Once a royal hunting ground, the Ile de France region is made up of the eight departments surrounding Paris. Being conveniently close to the seat of power and the former royal domain, this area has a number of opulent palaces and chateaux that are now open to the public. As with most French museums, entrance is free to those under the age of 18.
No-one can compare other grand palaces and chateaux without first visiting Versailles, the grand inspiration on which so many other palaces were modeled. Versailles is easy to reach on the RER regional train from Paris, which delivers visitors almost to the gates of the palace.
This magnificent residence gives an insight into life in the court of the Sun King, Louis XIV, from 1682. He lived at Versailles with his wife, Marie Antoinette, and hundreds of courtiers, hence the need for 2,300 rooms and 67 staircases in a palace that has a floor area of 67,000m². Guided tours reveal the highlights including the Hall of Mirrors, the King’s Apartments, Coronation Room, Battles Gallery as well as the Grand Trianon in the extensive formal gardens.
The palace of Fontainebleau is one of the largest chateaux in France. Started in the 16th century by Francis I on the site of a 12th century chateau, it was a favourite country house for French rulers for eight centuries. Built in Italian Mannerist style combining sculpture, metalwork, painting, stucco and woodwork, both indoors and out, it became known as the “Fontainebleau style”.

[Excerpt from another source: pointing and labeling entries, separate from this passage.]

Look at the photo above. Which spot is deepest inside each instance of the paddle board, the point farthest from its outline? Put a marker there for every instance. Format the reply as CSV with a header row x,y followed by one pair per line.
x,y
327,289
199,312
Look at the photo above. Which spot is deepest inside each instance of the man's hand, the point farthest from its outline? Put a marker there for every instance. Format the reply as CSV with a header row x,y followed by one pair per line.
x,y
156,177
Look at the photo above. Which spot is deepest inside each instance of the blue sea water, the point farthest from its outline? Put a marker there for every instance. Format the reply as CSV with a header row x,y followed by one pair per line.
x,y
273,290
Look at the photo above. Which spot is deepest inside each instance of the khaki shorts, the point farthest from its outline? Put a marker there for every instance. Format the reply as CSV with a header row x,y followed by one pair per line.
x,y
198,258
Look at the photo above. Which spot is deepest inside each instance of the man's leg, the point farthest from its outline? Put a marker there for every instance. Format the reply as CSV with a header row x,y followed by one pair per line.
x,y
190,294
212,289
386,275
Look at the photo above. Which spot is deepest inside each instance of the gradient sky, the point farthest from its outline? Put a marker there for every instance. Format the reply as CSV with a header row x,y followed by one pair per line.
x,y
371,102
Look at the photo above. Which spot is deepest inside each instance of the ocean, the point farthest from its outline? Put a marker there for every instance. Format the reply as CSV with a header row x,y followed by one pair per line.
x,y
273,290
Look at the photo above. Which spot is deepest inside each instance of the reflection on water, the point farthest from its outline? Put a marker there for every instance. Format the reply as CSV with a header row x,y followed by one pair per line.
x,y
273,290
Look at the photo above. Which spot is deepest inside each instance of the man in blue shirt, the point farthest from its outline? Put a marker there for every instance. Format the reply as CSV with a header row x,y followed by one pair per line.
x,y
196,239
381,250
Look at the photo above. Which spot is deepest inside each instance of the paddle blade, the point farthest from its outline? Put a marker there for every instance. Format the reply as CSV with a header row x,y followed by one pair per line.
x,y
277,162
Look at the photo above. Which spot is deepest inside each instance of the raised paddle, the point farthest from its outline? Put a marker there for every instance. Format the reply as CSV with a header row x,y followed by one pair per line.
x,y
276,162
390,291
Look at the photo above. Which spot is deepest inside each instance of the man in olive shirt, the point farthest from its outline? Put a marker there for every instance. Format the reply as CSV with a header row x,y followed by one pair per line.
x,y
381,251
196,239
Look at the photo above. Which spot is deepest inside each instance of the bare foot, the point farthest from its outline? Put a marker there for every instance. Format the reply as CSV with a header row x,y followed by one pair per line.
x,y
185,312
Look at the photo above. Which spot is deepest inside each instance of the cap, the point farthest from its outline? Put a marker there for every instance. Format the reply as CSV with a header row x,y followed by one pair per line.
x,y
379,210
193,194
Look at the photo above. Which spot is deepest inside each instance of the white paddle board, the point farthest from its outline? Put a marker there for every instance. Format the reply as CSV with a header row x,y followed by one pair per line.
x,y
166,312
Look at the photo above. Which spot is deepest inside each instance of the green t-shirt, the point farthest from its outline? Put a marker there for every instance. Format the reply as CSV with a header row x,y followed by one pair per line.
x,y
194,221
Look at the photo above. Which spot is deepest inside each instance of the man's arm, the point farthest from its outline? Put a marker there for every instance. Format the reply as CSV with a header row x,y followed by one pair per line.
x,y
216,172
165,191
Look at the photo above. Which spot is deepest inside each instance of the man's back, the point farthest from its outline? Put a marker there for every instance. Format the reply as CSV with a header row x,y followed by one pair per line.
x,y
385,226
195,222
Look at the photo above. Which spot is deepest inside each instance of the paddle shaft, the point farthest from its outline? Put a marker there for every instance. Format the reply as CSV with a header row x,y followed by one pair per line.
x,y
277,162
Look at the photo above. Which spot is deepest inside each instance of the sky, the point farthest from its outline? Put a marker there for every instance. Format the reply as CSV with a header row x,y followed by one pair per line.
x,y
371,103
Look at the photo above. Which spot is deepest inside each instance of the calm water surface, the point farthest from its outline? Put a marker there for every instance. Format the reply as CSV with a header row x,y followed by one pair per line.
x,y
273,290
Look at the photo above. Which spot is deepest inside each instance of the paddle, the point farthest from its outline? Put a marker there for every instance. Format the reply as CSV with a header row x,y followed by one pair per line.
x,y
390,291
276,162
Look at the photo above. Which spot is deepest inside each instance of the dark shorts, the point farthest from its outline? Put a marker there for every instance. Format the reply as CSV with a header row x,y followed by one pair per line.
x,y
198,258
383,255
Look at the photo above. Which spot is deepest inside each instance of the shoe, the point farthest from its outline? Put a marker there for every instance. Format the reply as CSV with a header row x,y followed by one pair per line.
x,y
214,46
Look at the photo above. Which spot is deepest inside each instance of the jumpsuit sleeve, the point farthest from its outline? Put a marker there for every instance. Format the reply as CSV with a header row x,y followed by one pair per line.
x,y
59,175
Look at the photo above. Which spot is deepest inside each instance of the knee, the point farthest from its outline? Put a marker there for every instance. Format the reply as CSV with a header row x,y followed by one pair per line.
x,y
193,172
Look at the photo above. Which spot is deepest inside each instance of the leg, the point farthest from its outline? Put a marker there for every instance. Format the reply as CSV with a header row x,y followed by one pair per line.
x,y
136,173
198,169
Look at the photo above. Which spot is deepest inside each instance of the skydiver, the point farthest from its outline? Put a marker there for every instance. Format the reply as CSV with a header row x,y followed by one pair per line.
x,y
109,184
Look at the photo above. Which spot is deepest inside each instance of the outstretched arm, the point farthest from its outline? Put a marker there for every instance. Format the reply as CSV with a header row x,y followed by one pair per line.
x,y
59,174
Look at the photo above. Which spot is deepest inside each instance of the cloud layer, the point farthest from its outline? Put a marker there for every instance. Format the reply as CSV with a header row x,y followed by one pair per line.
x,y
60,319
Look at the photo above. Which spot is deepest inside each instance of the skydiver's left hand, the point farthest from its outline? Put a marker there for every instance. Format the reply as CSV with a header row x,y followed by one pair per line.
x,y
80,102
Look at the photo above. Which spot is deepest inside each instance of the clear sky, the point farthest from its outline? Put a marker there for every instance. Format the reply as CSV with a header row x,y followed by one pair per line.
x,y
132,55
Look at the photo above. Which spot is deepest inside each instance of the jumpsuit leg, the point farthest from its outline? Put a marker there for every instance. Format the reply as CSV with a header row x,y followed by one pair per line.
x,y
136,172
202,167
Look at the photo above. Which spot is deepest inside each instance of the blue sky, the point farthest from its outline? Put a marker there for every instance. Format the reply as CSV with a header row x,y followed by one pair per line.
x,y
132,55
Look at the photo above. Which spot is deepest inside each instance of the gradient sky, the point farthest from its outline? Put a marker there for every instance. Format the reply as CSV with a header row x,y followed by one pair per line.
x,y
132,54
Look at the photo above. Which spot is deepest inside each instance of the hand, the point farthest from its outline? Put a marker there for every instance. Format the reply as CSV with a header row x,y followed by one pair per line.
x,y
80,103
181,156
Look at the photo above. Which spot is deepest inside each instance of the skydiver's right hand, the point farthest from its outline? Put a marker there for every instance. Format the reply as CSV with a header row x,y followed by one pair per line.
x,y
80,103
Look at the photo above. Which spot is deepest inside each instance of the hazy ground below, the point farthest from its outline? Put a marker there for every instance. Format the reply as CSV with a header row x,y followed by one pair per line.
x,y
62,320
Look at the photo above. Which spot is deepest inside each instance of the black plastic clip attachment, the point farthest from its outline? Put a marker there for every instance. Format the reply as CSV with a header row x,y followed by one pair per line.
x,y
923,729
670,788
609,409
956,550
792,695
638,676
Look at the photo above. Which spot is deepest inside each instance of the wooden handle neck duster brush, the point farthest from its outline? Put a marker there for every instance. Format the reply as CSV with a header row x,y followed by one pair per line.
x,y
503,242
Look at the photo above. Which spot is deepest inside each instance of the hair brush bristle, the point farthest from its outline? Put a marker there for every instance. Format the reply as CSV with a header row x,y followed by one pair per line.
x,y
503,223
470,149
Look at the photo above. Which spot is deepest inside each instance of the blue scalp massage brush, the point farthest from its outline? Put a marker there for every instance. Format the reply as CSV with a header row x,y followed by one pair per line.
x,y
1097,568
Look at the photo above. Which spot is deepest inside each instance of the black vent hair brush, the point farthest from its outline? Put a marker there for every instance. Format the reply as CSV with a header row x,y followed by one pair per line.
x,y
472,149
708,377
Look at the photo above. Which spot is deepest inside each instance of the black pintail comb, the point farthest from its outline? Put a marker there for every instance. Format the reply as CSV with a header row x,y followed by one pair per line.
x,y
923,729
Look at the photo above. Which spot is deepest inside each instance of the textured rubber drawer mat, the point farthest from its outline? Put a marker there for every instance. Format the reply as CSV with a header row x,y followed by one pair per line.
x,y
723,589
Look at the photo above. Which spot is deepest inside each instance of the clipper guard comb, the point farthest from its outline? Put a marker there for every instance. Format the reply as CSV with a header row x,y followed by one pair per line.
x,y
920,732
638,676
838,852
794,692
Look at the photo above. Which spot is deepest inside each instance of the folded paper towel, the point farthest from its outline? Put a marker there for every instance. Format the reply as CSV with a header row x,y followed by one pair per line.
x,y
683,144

Today part of the chateau houses the Ecoles d’Art Americaines which instructs students in music, art and architecture. The palace includes a magnificent theatre, throne room, ballroom, the bedroom of Napoleon I and the Gallery of Henry II, best seen on a guided tour.
Vaux le Vicomte
Set in Melun, Vaux le Vicomte is a spectacular chateau and former home of Nicolas Fouquet, marquis de Belle-Ile. He made it a haven for French artists who used their talents to further glorify the chateau. However, the monument became Fouquet’s undoing. The jealousy he invoked in others led to his imprisonment on a false charge of embezzlement. The opulent chateau remains beautifully furnished and is complemented by wonderful gardens, designed by Le Notre. During the summer the palace and gardens offer “Soirees aux Chandelles”, candlelit tours which finish with a grand finale of fireworks.
Acquired by Louis XIV in 1783, this former castle was converted into a home worthy of a king with rococo and neo-Pompeian style interiors. The formal French gardens are segmented by a series of canals which create six islands.
Today Rambouillet is used as a Presidential estate for entertaining visiting heads of state. During the summer it is open to the public with guided tours including carriage rides of the grounds, the Dairy Queen and Shell Cottage.
Chateau de Malmaison
Just 12km from Paris and easy to reach by local RER train, the delightful home of Napoleon Bonaparte and Empress Josephine still retains its original 19th century décor which Josephine herself oversaw. This national museum is packed with personal paintings, furniture, jewellery, sculpture, fashion and porcelain collections and guided tours are available. The house is surrounded by a park which is a pleasant place to stroll.